The state academy ships are all owned, and to some extent maintained, by MARAD. So MARAD should not be paying very much to have the KP cadets sail on them.
[QUOTE=tugsailor;187685]The state academy ships are all owned, and to some extent maintained, by MARAD. So MARAD should not be paying very much to have the KP cadets sail on them.[/QUOTE]
Pure speculation on your part.
However the bigger issue is that MARAD is paying State Schools to accept KP cadets an expense that MARAD normally doesn’t have.
So the American Taxpayer is stuck needlessly paying an additional bill that isn’t necessary.
[QUOTE=leadline;187691]Pure speculation on your part.
However the bigger issue is that MARAD is paying State Schools to accept KP cadets an expense that MARAD normally doesn’t have.
So the American Taxpayer is stuck needlessly paying an additional bill that isn’t necessary.[/QUOTE]
Just pure speculation on my part but since MARAD funds both to some extent maybe they’ll transfer funds from KP budget to the state schools according to some per diem/capita amount for their expenses incurred and KP would have to cut budget in some areas to make it work out for a net zero change. But I doubt it will work that way. So even if it comes from some contingency line item you are right it will probably end up costing more. The whole thing is a big mess.
[QUOTE=ShooterMcGavin;187724]I’m surprised we even had room for them. I was under the impression the training ship at SUNY is manned to capacity these days.[/QUOTE]
Cadet shipping on commercial ships is the way to go for all the academies. The training ships are obsolete and too expensive to operate. In my opinion, commercial shipping is much more valuable cadet training. The sexual harassment problem would be solved the first time the USCG and/or FBI detained a ship to investigate, particularly if someone was taken off in handcuffs.
[QUOTE=LI_Domer;187820]I would doubt it, who would pay it. State school cadets don’t get it, and instead get the honor of paying about 6k out of pocket for he honor.[/QUOTE]
[QUOTE=cmakin;187831]Just putting it out there. . . .[/QUOTE]
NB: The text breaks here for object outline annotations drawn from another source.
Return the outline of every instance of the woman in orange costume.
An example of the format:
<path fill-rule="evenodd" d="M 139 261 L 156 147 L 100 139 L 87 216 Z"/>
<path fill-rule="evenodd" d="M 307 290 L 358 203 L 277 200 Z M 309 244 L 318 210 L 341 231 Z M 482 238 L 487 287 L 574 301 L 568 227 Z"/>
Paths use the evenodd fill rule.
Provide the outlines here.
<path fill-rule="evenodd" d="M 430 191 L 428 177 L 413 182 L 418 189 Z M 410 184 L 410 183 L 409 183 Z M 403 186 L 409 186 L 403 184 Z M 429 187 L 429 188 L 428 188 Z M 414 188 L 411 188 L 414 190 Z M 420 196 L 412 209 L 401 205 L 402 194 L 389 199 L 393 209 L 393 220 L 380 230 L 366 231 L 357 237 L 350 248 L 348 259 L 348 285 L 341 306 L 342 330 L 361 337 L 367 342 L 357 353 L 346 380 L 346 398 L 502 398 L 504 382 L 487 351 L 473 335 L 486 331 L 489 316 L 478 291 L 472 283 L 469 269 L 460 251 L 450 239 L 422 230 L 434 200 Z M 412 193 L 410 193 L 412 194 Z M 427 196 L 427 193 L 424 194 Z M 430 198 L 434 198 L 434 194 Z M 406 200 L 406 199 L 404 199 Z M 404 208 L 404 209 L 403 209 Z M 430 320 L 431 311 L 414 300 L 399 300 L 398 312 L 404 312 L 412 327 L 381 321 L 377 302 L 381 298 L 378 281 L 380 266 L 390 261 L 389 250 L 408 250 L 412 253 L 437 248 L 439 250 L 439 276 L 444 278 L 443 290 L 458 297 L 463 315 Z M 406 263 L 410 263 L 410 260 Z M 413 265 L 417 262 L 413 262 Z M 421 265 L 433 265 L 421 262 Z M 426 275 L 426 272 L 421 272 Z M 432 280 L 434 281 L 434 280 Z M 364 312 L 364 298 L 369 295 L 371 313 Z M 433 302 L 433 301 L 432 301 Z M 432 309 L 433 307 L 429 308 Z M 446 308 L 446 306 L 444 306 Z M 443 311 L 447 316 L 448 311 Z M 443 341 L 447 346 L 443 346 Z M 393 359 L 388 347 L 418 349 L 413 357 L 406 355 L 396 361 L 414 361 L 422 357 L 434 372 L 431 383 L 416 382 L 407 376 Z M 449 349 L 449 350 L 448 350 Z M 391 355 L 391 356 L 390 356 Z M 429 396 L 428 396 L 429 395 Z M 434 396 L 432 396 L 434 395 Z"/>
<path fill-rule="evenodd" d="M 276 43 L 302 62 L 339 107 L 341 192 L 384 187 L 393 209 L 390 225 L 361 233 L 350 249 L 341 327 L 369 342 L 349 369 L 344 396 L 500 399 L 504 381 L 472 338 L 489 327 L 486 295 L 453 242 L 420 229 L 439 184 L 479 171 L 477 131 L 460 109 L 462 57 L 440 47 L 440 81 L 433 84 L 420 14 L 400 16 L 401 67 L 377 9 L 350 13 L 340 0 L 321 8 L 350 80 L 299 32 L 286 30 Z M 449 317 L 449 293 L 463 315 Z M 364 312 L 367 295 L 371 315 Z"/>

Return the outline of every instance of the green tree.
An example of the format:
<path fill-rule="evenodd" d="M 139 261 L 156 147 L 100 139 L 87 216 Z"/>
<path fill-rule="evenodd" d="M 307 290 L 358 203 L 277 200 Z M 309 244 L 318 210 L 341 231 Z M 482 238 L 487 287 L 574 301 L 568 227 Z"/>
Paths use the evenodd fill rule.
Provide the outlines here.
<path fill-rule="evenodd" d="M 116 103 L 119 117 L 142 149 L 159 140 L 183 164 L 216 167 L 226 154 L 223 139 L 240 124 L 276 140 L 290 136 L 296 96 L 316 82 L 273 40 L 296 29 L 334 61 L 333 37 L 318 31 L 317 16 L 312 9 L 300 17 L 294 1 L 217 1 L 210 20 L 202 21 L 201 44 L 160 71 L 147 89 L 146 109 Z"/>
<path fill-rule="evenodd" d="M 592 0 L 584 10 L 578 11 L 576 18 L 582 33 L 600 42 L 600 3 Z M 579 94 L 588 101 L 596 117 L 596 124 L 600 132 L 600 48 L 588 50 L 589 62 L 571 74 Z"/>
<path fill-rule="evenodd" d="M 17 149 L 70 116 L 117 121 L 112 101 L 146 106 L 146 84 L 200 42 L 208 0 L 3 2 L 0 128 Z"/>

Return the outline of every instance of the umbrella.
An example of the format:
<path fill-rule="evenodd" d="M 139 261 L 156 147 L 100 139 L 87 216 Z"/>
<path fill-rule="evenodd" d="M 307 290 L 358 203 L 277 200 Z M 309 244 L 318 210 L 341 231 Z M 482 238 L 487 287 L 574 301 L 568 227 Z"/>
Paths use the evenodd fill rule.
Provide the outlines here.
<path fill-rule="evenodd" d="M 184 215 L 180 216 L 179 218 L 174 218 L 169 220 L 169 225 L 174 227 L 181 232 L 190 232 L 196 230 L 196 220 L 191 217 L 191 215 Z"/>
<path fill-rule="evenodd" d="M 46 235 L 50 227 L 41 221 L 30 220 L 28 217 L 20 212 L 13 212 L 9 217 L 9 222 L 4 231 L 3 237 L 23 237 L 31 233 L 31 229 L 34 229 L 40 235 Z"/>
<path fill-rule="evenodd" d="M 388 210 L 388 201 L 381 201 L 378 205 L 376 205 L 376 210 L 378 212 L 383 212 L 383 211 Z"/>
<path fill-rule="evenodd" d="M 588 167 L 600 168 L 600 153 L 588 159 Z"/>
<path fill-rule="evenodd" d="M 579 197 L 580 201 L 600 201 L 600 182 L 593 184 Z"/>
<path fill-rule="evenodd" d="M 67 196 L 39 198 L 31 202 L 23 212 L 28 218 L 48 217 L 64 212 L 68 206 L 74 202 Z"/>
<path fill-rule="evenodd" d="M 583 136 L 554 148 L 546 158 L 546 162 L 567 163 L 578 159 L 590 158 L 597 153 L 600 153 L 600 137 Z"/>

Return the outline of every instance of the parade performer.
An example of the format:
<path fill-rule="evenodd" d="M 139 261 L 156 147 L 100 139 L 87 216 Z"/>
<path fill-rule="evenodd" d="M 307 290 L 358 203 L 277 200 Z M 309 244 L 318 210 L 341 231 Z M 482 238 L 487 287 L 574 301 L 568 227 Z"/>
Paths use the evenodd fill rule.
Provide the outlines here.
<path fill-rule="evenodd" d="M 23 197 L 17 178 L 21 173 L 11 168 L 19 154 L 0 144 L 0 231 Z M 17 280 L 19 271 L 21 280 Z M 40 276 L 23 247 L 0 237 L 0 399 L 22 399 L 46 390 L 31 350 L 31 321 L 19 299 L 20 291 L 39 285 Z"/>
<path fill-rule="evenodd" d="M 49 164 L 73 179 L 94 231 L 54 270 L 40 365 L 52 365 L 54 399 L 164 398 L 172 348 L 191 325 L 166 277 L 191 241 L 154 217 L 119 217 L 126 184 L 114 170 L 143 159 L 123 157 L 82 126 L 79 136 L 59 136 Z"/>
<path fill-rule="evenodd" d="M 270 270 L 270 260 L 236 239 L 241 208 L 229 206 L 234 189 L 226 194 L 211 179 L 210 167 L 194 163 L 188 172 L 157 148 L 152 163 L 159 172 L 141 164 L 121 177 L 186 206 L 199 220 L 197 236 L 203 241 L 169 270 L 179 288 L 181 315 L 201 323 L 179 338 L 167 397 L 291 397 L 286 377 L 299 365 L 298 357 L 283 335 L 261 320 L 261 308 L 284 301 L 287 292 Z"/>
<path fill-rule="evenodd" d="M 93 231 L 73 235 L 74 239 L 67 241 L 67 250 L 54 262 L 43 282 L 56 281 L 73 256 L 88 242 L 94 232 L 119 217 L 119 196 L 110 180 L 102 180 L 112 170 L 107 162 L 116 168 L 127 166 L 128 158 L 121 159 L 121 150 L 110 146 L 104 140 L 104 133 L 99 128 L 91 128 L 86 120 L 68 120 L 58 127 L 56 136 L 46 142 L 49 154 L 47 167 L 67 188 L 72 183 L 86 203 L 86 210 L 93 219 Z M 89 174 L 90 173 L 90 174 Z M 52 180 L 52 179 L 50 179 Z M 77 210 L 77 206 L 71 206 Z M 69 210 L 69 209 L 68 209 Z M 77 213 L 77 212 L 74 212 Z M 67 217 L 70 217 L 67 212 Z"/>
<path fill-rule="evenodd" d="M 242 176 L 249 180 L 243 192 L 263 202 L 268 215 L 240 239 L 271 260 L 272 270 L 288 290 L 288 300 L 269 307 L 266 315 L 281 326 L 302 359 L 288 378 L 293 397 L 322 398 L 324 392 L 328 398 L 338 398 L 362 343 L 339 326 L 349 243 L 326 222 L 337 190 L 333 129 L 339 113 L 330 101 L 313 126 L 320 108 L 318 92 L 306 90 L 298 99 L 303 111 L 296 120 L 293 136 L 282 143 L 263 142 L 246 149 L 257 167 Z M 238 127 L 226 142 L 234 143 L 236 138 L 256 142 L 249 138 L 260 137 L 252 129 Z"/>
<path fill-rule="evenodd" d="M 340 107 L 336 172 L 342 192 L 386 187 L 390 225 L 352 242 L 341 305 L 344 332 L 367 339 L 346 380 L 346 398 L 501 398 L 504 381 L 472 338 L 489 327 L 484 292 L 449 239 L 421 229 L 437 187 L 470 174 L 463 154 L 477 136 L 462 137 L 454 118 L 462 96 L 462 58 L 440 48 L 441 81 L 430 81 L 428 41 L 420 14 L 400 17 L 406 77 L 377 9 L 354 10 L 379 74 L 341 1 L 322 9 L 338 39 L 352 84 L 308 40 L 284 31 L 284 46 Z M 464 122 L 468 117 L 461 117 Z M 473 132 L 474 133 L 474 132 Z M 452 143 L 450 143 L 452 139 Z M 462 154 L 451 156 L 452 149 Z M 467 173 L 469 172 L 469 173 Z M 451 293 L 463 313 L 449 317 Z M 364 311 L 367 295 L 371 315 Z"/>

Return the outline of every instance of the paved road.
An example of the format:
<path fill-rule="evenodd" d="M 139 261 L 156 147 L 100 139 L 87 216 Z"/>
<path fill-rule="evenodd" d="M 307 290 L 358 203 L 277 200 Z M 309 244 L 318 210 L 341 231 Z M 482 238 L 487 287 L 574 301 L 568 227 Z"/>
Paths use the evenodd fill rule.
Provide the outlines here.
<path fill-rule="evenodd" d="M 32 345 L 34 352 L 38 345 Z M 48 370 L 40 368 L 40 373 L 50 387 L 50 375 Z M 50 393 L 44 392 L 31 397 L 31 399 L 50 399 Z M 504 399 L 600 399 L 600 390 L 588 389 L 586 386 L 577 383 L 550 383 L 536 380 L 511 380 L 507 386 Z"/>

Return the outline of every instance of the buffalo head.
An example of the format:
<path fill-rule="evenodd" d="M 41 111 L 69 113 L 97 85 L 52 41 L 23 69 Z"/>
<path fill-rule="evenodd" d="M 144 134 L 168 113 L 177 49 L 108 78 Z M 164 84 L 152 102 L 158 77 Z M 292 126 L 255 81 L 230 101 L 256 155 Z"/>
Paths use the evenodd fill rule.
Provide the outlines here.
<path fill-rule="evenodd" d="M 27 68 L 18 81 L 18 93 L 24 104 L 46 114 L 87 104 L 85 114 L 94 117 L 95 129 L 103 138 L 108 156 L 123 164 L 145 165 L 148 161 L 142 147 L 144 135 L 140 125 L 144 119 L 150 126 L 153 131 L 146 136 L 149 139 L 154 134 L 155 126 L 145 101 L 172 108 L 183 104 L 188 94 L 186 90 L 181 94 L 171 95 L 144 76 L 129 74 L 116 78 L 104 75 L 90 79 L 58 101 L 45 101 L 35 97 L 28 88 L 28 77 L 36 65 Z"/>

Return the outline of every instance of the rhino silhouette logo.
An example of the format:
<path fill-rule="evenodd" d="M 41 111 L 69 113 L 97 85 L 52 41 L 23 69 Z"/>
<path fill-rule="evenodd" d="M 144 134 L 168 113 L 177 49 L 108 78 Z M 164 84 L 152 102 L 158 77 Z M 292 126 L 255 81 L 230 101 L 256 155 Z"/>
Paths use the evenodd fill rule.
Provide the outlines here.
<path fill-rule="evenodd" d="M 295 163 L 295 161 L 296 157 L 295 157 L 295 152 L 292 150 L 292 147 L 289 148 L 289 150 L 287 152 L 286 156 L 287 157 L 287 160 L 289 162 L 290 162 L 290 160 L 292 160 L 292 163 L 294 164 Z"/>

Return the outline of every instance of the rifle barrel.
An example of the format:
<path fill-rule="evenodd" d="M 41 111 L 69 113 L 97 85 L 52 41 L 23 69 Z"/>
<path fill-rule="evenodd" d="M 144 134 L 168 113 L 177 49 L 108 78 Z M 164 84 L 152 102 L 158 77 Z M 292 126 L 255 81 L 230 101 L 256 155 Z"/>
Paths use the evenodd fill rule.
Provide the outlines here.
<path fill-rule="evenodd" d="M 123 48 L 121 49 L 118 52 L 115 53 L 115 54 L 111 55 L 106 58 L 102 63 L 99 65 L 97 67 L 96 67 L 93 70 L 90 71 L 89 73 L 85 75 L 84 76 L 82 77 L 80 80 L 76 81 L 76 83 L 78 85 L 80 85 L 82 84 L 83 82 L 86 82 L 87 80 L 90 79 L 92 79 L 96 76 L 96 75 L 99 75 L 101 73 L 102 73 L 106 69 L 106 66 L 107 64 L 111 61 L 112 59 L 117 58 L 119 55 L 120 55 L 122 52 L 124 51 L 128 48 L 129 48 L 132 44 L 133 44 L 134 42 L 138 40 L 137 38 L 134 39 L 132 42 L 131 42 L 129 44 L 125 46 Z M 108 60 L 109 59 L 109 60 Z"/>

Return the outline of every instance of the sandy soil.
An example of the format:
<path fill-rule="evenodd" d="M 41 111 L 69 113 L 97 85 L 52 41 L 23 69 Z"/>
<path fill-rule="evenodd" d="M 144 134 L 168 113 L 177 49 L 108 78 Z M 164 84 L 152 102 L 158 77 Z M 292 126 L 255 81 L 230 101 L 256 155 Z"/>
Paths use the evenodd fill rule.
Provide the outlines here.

I guess stranger things have happened. Never occurred to me that could even be contemplated, and I would think none would have the chutzpah to ask. Still I wouldn’t be surprised if some random mid (or maybe their helicopter mom) would actually ask for it. If they did, it would probably justify a state school cadet-administered blanket party down in #2 hold for the offending KP’er. Likewise, I don’t think Federal taxpayers would appreciate the idea either, if they were ever to learn and comprehend it.